The three aforementioned routes of communication all require blood-derived stimuli (e.g., cytokines) to increase cytokine concentrations in the CNS and ultimately elicit behavioral responses. The fourth known route of neuroimmune communication is different because it involves transmission of peripheral immune signals via the autonomic nervous system (i.e., via the vagus nerve). Peripheral cytokines are thought to directly stimulate vagal afferents which, in turn, rapidly activate central pathways involving sickness behavior [29, 30]. Bluthe et al. [31] demonstrated that sectioning of the vagus nerve was sufficient to block communication between the periphery and brain and thus, to mitigate centrally-mediated LPS-induced sickness behavior.
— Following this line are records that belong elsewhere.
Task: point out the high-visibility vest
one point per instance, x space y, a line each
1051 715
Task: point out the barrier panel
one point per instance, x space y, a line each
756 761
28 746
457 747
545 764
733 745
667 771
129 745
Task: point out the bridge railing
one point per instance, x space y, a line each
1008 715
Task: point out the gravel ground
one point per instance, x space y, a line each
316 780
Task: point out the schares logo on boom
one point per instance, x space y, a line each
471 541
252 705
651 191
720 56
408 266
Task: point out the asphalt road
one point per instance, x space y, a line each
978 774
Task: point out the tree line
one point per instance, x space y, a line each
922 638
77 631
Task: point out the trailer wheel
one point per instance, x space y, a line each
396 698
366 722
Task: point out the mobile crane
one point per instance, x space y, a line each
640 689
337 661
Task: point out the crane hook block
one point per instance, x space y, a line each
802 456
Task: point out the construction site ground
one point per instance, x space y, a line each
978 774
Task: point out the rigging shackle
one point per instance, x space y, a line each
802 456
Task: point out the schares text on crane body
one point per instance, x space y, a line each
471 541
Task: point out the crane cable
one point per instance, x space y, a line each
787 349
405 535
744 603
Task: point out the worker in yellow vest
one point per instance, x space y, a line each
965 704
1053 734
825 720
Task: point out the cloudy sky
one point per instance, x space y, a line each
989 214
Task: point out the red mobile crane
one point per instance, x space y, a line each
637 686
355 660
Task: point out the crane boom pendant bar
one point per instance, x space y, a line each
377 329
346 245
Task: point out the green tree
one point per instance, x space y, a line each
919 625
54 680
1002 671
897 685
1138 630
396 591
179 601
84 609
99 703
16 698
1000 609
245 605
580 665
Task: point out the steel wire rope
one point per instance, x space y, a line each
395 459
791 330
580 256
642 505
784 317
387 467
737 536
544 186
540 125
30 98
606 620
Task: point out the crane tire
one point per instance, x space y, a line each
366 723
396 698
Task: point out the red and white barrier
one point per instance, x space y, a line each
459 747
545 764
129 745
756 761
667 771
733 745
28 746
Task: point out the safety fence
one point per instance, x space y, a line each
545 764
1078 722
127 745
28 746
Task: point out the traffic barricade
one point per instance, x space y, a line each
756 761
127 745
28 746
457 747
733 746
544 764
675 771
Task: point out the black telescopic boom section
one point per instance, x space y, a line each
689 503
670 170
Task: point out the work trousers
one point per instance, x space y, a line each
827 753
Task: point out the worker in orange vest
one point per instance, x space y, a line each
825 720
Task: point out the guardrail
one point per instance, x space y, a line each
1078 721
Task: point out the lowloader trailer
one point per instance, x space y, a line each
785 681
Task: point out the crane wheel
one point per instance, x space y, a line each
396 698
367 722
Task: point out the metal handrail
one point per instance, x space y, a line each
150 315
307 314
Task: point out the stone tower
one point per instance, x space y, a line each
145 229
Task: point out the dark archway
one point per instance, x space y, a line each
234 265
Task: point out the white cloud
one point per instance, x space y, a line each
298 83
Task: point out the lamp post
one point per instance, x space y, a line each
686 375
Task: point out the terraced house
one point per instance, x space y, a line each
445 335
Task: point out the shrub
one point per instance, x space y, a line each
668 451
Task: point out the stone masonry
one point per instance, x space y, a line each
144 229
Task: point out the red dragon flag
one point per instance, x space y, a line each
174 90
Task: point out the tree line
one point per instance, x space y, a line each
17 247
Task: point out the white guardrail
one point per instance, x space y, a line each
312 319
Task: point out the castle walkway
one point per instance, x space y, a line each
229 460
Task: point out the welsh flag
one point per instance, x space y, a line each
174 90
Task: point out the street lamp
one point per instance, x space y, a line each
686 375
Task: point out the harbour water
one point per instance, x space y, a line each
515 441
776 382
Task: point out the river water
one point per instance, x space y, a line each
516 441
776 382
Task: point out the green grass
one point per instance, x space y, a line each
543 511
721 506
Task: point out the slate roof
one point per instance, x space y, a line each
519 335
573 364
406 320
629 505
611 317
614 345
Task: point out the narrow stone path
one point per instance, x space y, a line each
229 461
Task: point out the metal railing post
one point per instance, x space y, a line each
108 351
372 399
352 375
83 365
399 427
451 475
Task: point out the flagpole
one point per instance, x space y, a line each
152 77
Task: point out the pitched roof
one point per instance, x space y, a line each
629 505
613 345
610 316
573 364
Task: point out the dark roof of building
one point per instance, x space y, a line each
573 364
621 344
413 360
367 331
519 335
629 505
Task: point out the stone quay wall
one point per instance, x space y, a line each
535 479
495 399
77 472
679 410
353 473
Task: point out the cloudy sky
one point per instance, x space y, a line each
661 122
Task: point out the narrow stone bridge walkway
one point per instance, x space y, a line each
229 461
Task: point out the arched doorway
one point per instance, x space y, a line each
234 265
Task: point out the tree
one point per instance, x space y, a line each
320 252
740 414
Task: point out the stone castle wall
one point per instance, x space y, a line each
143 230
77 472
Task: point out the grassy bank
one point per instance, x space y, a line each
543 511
Whereas the central response to LPS administration was blocked by subdiaphragmatic vagotomy, the peripheral immune response was unabated, and peripheral blood cytokine concentrations were elevated as expected. Substantial evidence has now been amassed to support the essential role of vagal afferents in rapid communication of peripheral signals to the brain. Supporting this essential role are studies confirming the presence of IL-1 receptors on vagal paraganglia in close proximity to hepatic and lymph tissue [32] and the observation of timely expression of both IL-1 and IL-1 receptors on vagal paraganglia upon intraperitoneal injection of LPS [33].

Overall, immune-to-brain communication involves a complex and somewhat redundant system that requires careful coordination. It appears that activation of the rapid afferent neural pathway precedes the slower signaling of the cytokine-dependent humoral pathway [1], but ultimately, these convergent pathways culminate in production of inflammatory cytokines by microglial cells in the brain (i.e., neuroinflammation). This point is extremely important, because it appears to be the presence of central cytokines that relays a peripherally derived immune signal to neurons within the CNS. Thus, regardless of where central cytokines originate, it is the direct interaction of cytokines with their neuronal targets that elicits behavioral modifications in the brain. It is still unclear whether peripherally or centrally derived cytokines play a larger role in eliciting central responses, but it may be speculated that reactive microglia in the brain have the potential to release greater quantities of cytokines in a more rapid fashion than peripheral cytokine can enter the brain simply due to the proximity and reactivity of activated brain microglial cells. Regardless, microglial cells and the cytokines they produce are key components of both the central and overall immune response, and mounting evidence suggests that dysregulation of microglial cell activity may be responsible for a discordant central response to peripheral immune signals.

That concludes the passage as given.